10 errores clásicos de la dieta moderna
Los expertos han identificado los diez errores más habituales que solemos cometer en la dieta moderna.
Entre esos errores, indican como mayor consumo de comida precocinada, abuso de refrescos y zumos envasados,… Hábitos que han empobrecido nuestra dieta. Se los mostramos en los siguientes puntos que detallamos con suma importancia:
1. Demasiados azúcares refinados
Sin darnos cuenta consumimos más azúcar del que creemos. El gran problema es que este se encuentra en todas partes y no es fácil identificarlo. Esto se debe a que no se encuentra solo en los dulces sino también en las salsas como la de soja o en el maíz en conserva que echamos a las ensaladas. Un ejemplo de ello es la denuncia que ha hecho la Organización Mundial de la Salud sobre la cantidad de azúcar que contiene el ketchup, una cucharada sopera contiene 4 gramos de azúcares.
Por ello, el consumo de azúcar se ha disparado en los últimos años, calculándose que su consumo aporta unas 500 calorías diarias.
2. Demasiadas bebidas con gas y zumos de frutas envasados
Se recomienda comer con agua, ya que beber azúcar es peor y más peligroso que masticarla, ya que el cuerpo sintetiza de manera diferente las calorías que provienen de los líquidos y las que vienen de los sólidos.
3. Comemos porciones demasiado grandes
En general consumimos más calorías de las que quemamos a lo largo del día. Uno de los problemas del Primer Mundo es este, la sobrealimentación. Los alimentos procesados, los azúcares y los lácteos en su conjunto forman un aporte calórico muy difícil de quemar en el día a día.

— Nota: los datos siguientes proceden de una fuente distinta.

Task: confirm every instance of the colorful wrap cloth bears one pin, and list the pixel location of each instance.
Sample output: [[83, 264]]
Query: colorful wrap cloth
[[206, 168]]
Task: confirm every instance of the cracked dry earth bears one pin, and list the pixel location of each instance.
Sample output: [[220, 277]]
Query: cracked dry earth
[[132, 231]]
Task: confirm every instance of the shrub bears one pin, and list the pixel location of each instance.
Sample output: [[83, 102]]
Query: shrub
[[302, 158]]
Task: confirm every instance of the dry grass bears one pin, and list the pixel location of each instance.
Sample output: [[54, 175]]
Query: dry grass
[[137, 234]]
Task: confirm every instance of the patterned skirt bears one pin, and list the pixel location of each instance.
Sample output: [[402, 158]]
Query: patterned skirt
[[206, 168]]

4. Se han eliminado las grasas tradicionales
Se han sustituido por aceites vegetales procesados. Durante mucho tiempo ha formado parte de las recomendaciones de los nutricionistas y dietistas, sin embargo, se ha comprobado que estos aceites procesados son ricos en omega 6, un ácido linoleico que aumenta el riesgo de desarrollar ciertos tipos de cáncer. Asimismo, estos aceites procesados se hidrogenan muchas veces convirtiéndose en grasas trans.
5. Hemos dejado de comer mantequilla
No es uno de los alimentos más sanos, pero sí lo es en comparación con sus sustitutos, ya que contiene nutrientes que nos protegen frente a las enfermedades del corazón, como la vitamina K2.
6. Nos ha seducido la soja
Sin embargo no nos hemos parado a pensar en su aporte calórico. Es beneficiosa para la salud pero su aceite es una gran fuente de calorías. Esta grasa suele encontrase en los alimentos precocinados, por ello es mejor no comprar comida procesada o elaborada.
7. Consumimos mucho trigo
Lo encontramos en cantidad de alimentos, desde el pan hasta la pasta y los pasteles. El problema es que el trigo de hoy no se parece al tradicional, ya que contiene entre un 20% y 30% menos de minerales como magnesio, hierro, zinc y cobre, y es mucho más perjudicial para las personas con intolerancia al gluten.
8. No comemos huevos
En los últimos años su consumo ha descendido más de un 30%. Pero no debemos olvidar que el huevo es un alimentos de alta calidad y muy nutritivo, siendo un alimento perfecto para muchos nutricionistas.
9. Comemos más comida precocinada que nunca
Al contrario que el huevo, el consumo de comida precocinada ha aumentado, con sus cantidades de azúcares, aceites vegetales y grasas trans. Por ello, los expertos advierten y aconsejan que miremos bien las etiquetas antes de comprarla. Aún así, es preferible eliminar estos platos de nuestra alimentación.
10. Nos aficionamos a dietas bajas en grasas
Pensamos que para perder peso debemos eliminar todas las grasas, y esto no es así, ya que nuestro organismo no debería quedarse sin colesterol bueno y sin la grasas que recubren las células. Además estas dietas vienen acompañadas del efecto rebote.